# Web Scraping Lab

## Questions

Resident Advisor is an events listing website for electronic music.

Go to www.residentadvisor.net/events.  This is the url we'll be starting with for this lab.  For question 1, just use this url.  In the next two, you'll use country and region in the format: http://www.residentadvisor.net/country/region/ i.e. us/losangeles/.  Be sure to explore the web pages in both the browswer and the HTML file.  You'll need both to really understand what's going on.

1. Which venues are hosting events this week?
2. Make a function which returns the events this week given region and country (this will take two arguments)
    - return the event name, link, and list of artists
    - function returns list of ['event name', 'www.linkaddress.com', ['artist1','artist2','artist3']]
3. Create a function which returns the users attending 
4. Bonus


### Question 1 - Which venues are hosting events this week?

In [1]:
import requests
from bs4 import BeautifulSoup

r = requests.get('https://www.residentadvisor.net/events')
c = r.content
soup = BeautifulSoup(c, 'html.parser')

In [2]:
events =  soup.findAll('h1', {'class':"event-title"})

In [3]:
venues = [a.find('span').get_text().replace('at ','') for a in events]
venues

['Valley Arts Community Gallery']

Your solution output should look like: '101bklyn', '291 Hooper St', '99 Scott Ave','Alphaville', 'Analog Bkny'...

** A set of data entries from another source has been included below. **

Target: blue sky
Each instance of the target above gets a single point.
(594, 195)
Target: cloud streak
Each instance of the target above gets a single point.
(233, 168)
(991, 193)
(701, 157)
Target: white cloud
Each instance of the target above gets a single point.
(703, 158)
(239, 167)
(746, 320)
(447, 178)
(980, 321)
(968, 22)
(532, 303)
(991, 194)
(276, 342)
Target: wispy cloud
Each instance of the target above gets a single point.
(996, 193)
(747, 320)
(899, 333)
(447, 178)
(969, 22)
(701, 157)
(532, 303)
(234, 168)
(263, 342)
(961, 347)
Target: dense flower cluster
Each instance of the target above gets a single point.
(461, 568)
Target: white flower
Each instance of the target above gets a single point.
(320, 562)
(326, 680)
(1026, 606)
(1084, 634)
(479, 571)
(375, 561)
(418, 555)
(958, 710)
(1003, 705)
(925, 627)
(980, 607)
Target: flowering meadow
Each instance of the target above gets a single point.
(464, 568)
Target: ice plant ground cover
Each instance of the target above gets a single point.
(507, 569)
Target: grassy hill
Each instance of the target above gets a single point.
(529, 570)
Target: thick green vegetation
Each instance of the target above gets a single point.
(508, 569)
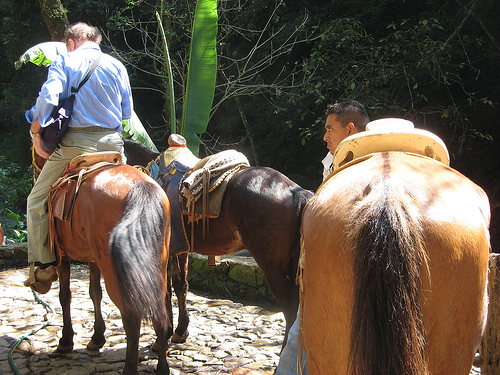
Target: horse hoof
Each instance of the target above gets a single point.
(178, 339)
(64, 349)
(91, 346)
(478, 360)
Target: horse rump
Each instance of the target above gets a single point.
(387, 330)
(139, 251)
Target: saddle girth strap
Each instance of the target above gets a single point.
(58, 191)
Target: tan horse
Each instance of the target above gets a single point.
(395, 269)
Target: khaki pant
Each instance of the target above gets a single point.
(75, 142)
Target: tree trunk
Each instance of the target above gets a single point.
(247, 128)
(55, 17)
(491, 348)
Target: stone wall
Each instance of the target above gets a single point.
(236, 277)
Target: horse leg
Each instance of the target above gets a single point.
(95, 291)
(66, 341)
(163, 332)
(181, 287)
(132, 327)
(282, 284)
(180, 284)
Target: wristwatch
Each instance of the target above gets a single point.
(33, 135)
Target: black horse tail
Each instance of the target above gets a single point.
(139, 251)
(387, 326)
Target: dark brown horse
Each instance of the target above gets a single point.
(261, 213)
(120, 226)
(395, 258)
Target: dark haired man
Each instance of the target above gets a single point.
(343, 119)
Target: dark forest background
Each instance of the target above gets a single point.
(434, 62)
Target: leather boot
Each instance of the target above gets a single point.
(40, 280)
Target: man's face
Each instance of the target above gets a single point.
(335, 133)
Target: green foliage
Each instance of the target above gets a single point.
(15, 185)
(202, 70)
(17, 232)
(411, 70)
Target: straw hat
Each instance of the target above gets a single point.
(390, 134)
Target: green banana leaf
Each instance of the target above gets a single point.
(45, 53)
(41, 54)
(173, 128)
(200, 87)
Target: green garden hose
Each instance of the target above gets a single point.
(33, 331)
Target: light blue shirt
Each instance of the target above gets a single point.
(104, 100)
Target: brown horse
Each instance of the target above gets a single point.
(261, 213)
(120, 225)
(395, 269)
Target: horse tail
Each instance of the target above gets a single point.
(138, 246)
(387, 326)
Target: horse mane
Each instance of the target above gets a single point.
(387, 327)
(137, 153)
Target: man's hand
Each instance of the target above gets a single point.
(36, 138)
(37, 143)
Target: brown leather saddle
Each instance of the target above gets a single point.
(63, 193)
(195, 187)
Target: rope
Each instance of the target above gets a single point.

### Question 2 - Write a function to which returns the events this week given region and country.

In [6]:
def cook_soup(country, region):
    #build url for events in (inputs) country and region
    url = 'http://www.residentadvisor.net/events/'+country.lower().replace(' ','')+'/'+region.lower().replace(' ','')
    #get html from webpage 
    r = requests.get(url)
    c = r.content
    soup = BeautifulSoup(c, 'html.parser')
    return soup

In [7]:
def find_events(country, region):

    soup = cook_soup(country, region)
    
    #instantiate full list.  Full list will be a list of lists.  Each event is a list [event name & venue, url, lineup].
    full_list = []
    #access each event in soup
    for event in soup.find_all(class_='bbox'):
        #instantiate event list within for loop so it will reset with each event
        event_list = []
        #find if event has label 'h1', since soup includes classes that include bbox, 
        #rather than only classes specifically named "bbox"
        if event.find('h1'):
            #append the text from 'h1', the event title and location, to the event_list 
            event_list.append(event.find('h1').get_text())
            #append the url to event_list
            event_list.append('https://www.residentadvisor.net'+event.find('h1').find('a').get('href'))
            #some events don't have a lineup, so check for lineup 
            if event.find('div'):
                #if a lineup is listed, append the lineup to event_list
                event_list.append(event.find('div').get_text())
            else:
                #if no lineup, append "no lineup" to event_list
                event_list.append('No Lineup')
            #append event_list to full_list
            full_list.append(event_list)

    return full_list


In [8]:
# you should be able to output something like this
find_events('us','sanfrancisco')[0]

['Foals DJ Set at Halcyon',
 'https://www.residentadvisor.net/events/1230341',
 'Foals']

### Question 3 - Create a function which returns the numbers of users attending each event this week, given country and region.  Then plot a histogram

In [8]:
def users_attending(country, region):
    
    soup = cook_soup(country, region)

    #instantiate attendance. This will be a list of 
    attendance = []
    
    #access each event in soup
    for event in soup.find_all(class_='bbox'):
        #find if event has label 'h1', since soup includes classes that contain 'bbox', 
        #rather than only classes specifically named "bbox"
        if event.find('h1'):
            #not all events have attendance listed, so find attendance
            if event.find('p'):
                #if attendance is listed, append it to the attendance list
                attendance.append(int(event.find('p').get_text().replace(' Attending','')))
    return attendance 
    
    
    
    
    
    

In [11]:
# you should be able to output something like this
users_attending('us','newyork')[:10]

[8, 5, 4, 3, 49, 18, 10, 3, 2, 11]

In [None]:
#now use the function to make a histogram
import plotly.offline as offline
import plotly.graph_objs as go

offline.init_notebook_mode()

offline.iplot([go.Histogram(x = users_attending('jp','tokyo'))])

## Bonus: Build object relations between artists, venues, and events with sqlalchemy!
Think about what each table should include - URLs, dates, etc.